Руфь проговорила задумчиво:
— Может быть, это фрейдизм — то, что я сказала десятки. Потому что это то, что ты любишь делать, правда? Уложить в постель как можно больше женщин.
— Некоторая доля правды в этом есть.
— Я знаю, что это правда. — Она говорила совершенно спокойно. — А знаешь ли ты, что когда женщина, жена слышит подобное от мужчины, которого она любила или считала, что любит, то она чувствует себя униженной, испачканной, обманутой?
— Если ты так думала все это время, почему ты ждала сегодняшнего дня? Почему мы об этом не говорили раньше?
— Справедливый вопрос. — Руфь замолчала, обдумывая ответ. — Наверное, надеялась, что ты изменишься, что у тебя пропадет охота спать с каждой привлекательной женщиной, которая попадется тебе на глаза. Ведь почти каждый ребенок, взрослея, перестает с жадностью набрасываться на конфеты. Вот и в тебе я видела такого ребенка. Но я ошиблась, ты не изменился. Ну, коли мы решили быть честными друг с другом, назову и другую причину. Я трусила. Я боялась ответственности, боялась за Леа и Бенджи, не хотела признаться, что мой брак, подобно многим другим, не состоялся. — Голос Руфи сорвался в первый раз. — Теперь у меня нет страха, нет гордости или чего-то еще. Я хочу уйти.

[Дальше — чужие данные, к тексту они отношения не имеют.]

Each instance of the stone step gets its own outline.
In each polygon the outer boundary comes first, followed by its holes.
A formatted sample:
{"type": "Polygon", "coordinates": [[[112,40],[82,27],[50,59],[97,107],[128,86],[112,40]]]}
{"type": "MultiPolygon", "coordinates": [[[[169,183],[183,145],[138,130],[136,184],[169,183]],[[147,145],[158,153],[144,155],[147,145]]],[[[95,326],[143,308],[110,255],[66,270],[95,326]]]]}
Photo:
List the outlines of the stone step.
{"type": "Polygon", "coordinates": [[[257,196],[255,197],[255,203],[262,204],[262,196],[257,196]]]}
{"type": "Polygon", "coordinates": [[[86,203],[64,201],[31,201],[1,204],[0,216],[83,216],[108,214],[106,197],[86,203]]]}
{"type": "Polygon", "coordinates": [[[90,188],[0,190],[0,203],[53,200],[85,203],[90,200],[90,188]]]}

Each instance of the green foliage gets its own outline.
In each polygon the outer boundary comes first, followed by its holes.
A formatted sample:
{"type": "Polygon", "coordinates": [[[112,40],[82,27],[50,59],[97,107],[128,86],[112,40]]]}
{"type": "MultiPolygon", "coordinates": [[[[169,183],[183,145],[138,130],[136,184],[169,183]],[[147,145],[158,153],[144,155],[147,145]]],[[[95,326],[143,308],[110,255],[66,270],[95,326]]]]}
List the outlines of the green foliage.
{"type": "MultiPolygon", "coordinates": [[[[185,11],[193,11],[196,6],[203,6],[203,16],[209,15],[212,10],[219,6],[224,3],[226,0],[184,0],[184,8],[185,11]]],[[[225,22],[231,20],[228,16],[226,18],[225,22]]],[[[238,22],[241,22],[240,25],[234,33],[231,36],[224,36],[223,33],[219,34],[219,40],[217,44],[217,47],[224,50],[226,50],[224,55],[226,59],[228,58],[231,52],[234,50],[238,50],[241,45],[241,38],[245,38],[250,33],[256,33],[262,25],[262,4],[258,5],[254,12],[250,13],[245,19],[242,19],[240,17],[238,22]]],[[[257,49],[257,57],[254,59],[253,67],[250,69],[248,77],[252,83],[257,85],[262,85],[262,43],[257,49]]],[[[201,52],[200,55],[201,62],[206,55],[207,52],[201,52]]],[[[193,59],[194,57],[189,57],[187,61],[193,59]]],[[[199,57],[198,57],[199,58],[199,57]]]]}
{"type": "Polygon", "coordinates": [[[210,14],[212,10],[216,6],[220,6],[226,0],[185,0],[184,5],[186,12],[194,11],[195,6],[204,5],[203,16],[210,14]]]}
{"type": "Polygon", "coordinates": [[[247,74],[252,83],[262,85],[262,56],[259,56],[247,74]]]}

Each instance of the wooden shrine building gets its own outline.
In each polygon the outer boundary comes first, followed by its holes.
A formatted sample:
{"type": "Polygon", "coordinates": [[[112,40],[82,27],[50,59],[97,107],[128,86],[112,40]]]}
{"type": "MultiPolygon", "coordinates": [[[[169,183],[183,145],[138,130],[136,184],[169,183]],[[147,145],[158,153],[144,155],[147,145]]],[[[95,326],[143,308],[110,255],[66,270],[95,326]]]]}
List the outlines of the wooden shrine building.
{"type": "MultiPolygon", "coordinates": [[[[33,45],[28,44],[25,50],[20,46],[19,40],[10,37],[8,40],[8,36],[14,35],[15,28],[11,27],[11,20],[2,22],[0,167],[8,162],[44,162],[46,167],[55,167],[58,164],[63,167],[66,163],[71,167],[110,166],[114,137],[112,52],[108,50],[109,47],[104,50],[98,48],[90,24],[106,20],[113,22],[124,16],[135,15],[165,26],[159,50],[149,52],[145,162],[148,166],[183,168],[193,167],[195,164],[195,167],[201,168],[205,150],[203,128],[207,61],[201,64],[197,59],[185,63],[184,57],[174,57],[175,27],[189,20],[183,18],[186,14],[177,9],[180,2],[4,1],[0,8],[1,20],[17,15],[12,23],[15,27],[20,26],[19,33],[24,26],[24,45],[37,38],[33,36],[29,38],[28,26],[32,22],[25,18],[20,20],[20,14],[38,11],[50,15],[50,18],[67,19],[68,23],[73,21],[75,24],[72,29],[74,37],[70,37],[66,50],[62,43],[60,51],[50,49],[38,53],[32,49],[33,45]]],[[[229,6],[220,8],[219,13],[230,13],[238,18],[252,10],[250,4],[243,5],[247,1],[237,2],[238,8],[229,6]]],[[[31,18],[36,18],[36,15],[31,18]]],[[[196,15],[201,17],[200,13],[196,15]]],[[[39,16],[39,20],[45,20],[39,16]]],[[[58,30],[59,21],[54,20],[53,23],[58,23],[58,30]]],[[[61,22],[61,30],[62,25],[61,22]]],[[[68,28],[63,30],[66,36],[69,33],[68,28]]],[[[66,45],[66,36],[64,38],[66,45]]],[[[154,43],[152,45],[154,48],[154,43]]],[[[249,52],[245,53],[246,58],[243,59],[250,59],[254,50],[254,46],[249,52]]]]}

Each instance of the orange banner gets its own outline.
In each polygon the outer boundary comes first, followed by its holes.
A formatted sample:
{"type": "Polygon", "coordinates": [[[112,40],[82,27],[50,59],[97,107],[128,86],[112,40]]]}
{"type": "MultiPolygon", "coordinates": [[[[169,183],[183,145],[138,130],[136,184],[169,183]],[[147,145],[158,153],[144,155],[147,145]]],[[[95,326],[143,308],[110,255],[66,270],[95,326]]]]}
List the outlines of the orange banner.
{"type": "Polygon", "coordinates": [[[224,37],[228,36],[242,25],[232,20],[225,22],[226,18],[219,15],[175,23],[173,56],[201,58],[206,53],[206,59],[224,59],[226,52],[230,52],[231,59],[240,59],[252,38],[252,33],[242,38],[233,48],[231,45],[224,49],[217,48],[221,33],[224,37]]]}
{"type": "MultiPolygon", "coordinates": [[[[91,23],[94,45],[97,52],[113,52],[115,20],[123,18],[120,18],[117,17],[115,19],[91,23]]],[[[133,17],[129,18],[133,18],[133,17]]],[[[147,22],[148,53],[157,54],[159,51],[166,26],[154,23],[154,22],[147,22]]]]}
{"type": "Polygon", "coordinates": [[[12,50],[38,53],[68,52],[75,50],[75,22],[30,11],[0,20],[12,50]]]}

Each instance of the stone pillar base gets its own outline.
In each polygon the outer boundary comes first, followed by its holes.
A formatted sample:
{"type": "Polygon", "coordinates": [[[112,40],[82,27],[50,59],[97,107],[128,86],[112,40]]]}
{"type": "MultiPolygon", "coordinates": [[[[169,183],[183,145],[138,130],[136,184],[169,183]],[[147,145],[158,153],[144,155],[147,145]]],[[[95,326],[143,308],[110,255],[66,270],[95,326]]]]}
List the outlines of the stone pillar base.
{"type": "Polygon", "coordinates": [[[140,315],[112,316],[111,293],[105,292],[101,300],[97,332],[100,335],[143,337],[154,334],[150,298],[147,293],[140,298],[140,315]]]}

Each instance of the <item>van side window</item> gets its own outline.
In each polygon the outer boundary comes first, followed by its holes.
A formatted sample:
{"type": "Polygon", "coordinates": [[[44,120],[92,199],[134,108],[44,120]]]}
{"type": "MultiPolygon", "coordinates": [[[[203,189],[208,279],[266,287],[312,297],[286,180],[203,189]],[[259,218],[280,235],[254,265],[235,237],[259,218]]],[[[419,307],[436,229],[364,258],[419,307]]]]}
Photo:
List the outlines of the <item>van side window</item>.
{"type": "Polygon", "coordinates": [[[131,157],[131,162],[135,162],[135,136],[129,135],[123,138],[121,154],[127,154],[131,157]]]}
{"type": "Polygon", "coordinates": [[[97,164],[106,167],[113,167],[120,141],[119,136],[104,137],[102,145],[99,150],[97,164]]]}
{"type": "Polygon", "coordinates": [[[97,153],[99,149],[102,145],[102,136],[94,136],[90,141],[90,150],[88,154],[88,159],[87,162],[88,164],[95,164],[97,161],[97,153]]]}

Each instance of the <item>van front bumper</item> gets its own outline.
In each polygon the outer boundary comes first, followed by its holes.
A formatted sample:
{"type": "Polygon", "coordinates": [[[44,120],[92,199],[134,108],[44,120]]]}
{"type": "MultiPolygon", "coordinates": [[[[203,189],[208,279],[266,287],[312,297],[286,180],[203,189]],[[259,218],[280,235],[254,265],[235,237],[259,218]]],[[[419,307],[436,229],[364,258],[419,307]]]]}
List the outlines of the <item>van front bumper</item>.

— Ты действительно хочешь этого только из-за меня? По щекам Руфи скатились две слезинки:
— Что еще ты выдумал?
Нима охватило негодование. Почему он постоянно защищается? Только ли он виноват в случившемся?
— Как насчет твоего собственного любовного приключения? — спросил он. — Если мы расстанемся, займет ли твой приятель мое место?
— Какой приятель?
— Тот, с которым ты встречалась. Вместе с которым ты уехала.
Руфь уже вытерла глаза и теперь смотрела на него с жалостью.
— Ты действительно веришь в это? В то, что я ушла с мужчиной?
— А разве это не так? Она тихо покачала головой.
— Нет.
— Но я думал…
— Знаю, что ты так думал. И не разубеждала тебя, что наверняка было не слишком умно с моей стороны. Но я решила — со злости, — что тебе невредно будет почувствовать то, что испытывала я.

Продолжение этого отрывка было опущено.